Certainly not saying that it isn't in there somewhere, though! I suppose
I have to chalk this one up to an inevitable death. I have asked for
another ABT, hopefully this time one more along the lines of 4" to 5",
if the juvi's are harder to get in healthy. I've noticed in the past few
days that there have been quite a few emails regarding
Cyanobacteria/Bluegreen Algae. I can't say I've rid my tank of it, but
I'm trying to keep it under control. <Good... I 'judge' the loss of
suitability of wild habitats by the incidence/patchiness of BGA... and
there is way too much of "more and denser of this" in the world's reefs>
I'm looking to purchase an upgrade/bigger skimmer, but in the meantime
I'm using my net to scoop up the Ciano patches, dumping that sand in a
bucket, and taking it outside and rinsing it off with the hose and spray
nozzle, then putting the sand back in the tank. <Better to
siphon/clean this mess in place, toss the water...> It only amounts
to 2 cups of sand, but when I try and vacuum the colonies off it just
clumps with the sand and won't come up the tube. <Oh!> I'm also
aggressively vacuuming the substrate and it seems to be helping some,
but it is still reforming in some areas. Last night I did a 20% change
again, and took about half the LR out and rinsed it in a bucket of tank
water that I had siphoned out. I rinsed all filter media as well.
Nitrates are still consistently showing less than 10 ppm. Now, in
your opinion, how quickly would these measures show any result?
Reading, it seems that nitrate is the primary nutrient that feeds this
mess, correct? <Is one of the principal rate-limiting
nutrients/factors, but not all by far... Is typically NOT the threshold
material (typically soluble phosphate, HPO4, is)> What else would be
a big factor that's truly a measurable? I've thought about taking all of
the sponges out of the FX5 and just leaving the ceramic bio media in it,
I want to keep the filter since it moves so much water... <I would do
this> But I like the fact that it does filter solids and particles
out of the tank. I was thinking back to when I was naïve and had an 80
gallon tank with an Emperor snapper and a dogface puffer, and the
primary filtration was a Fluval 404 which I NEVER cleaned. My nitrates
were so sky high that I had a thick mat of brown hair algae that
completely covered the back glass... but with all that nasty nitrate and
nutrient level in the substrate, not once did I have Cyanobacteria.
Here, with a much better bioload, good filtration, and maintained
nitrates less that 10ppm, boom - Bluegreen Algae.
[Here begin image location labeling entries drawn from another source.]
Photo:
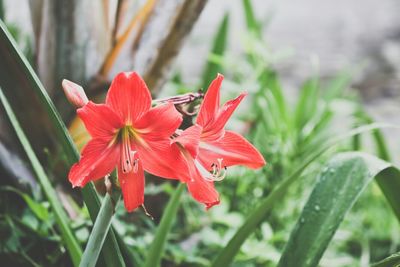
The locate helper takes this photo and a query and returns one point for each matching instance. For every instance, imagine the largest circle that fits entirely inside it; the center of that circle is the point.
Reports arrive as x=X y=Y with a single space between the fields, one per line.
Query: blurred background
x=314 y=69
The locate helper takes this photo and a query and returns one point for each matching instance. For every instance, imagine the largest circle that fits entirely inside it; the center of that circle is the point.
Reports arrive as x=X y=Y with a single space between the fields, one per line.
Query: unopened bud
x=74 y=93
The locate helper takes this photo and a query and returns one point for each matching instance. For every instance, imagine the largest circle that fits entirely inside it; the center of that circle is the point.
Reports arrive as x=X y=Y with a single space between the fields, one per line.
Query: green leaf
x=70 y=242
x=256 y=217
x=307 y=103
x=218 y=49
x=99 y=232
x=27 y=95
x=252 y=23
x=340 y=184
x=37 y=208
x=391 y=261
x=156 y=251
x=1 y=10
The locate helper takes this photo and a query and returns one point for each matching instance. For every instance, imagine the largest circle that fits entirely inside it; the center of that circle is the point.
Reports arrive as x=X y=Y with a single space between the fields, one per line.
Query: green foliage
x=392 y=260
x=155 y=254
x=341 y=182
x=61 y=218
x=218 y=50
x=35 y=105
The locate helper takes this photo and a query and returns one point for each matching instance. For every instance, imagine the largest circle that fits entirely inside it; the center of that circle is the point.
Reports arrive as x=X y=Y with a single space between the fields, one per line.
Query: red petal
x=215 y=130
x=210 y=106
x=128 y=96
x=97 y=160
x=233 y=149
x=100 y=120
x=132 y=185
x=160 y=158
x=159 y=122
x=190 y=138
x=203 y=191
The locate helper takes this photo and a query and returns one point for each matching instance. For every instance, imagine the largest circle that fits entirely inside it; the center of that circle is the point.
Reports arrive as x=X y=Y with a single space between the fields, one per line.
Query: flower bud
x=74 y=93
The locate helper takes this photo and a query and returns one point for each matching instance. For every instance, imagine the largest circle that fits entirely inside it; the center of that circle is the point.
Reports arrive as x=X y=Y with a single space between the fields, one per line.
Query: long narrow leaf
x=99 y=232
x=251 y=21
x=69 y=239
x=256 y=217
x=27 y=95
x=157 y=247
x=339 y=186
x=392 y=260
x=218 y=48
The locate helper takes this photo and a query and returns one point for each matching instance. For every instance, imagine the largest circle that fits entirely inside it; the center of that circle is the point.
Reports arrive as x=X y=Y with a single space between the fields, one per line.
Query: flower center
x=129 y=158
x=218 y=171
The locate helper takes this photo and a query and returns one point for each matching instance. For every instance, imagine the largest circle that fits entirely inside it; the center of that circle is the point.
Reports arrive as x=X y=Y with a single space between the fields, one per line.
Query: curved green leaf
x=69 y=239
x=99 y=232
x=256 y=217
x=156 y=251
x=32 y=104
x=218 y=49
x=340 y=184
x=392 y=260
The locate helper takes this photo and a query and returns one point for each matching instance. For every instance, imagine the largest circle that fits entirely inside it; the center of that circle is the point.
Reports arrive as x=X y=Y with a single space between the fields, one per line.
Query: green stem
x=227 y=254
x=157 y=247
x=71 y=243
x=99 y=231
x=24 y=77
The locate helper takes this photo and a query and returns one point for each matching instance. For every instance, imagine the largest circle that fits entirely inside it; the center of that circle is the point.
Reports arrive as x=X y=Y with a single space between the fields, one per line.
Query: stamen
x=217 y=173
x=127 y=155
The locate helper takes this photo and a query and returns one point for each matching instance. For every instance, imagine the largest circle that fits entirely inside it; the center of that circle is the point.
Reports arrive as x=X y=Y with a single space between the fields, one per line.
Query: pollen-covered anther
x=128 y=161
x=218 y=172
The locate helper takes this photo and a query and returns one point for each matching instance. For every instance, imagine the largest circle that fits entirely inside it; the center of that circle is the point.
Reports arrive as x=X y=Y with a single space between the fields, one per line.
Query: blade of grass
x=340 y=184
x=69 y=239
x=251 y=20
x=218 y=48
x=21 y=84
x=392 y=260
x=156 y=251
x=255 y=218
x=99 y=232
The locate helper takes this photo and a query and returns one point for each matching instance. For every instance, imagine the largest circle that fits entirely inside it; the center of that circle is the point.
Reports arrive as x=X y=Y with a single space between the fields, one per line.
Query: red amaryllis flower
x=208 y=149
x=129 y=135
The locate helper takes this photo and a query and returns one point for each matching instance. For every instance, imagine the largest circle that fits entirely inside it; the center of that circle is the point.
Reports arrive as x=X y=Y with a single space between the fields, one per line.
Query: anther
x=217 y=172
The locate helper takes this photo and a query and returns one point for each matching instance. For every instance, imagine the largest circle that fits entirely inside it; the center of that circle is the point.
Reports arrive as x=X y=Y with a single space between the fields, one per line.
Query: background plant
x=287 y=131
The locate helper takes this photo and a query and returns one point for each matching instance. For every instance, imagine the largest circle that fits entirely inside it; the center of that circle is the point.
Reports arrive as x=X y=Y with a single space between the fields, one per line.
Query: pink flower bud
x=74 y=93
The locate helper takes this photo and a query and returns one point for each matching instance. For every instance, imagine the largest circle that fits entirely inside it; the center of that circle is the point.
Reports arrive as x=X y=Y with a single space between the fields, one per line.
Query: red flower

Thomas Roach
<Bob Fenner>
Cyanobacteria "red slime" toxicity 5/12/08 Dear
Crew@WetWebMedia.com, <Hello.> I have maintained marine aquariums
since the mid 1970s. I used to be in the aquarium retail, wholesale and
aquarium maintenance service business (for four years). Always had some
aquariums to deal with that has red slime problems from time to time.
<A sometimes frustrating battle.> The usual ways to combat it was to
reduce nutrient levels, add animals to help graze it, and physically
siphon it off. <Reducing the fueling factors being the only real
cure.> Over time, the red slime would disappear or be greatly
reduced. Rarely did I resort to chemical treatments. <Almost always
not a good idea to use, rather treat it at the source.> I never
experienced any fish mortality during red slime removal until recently.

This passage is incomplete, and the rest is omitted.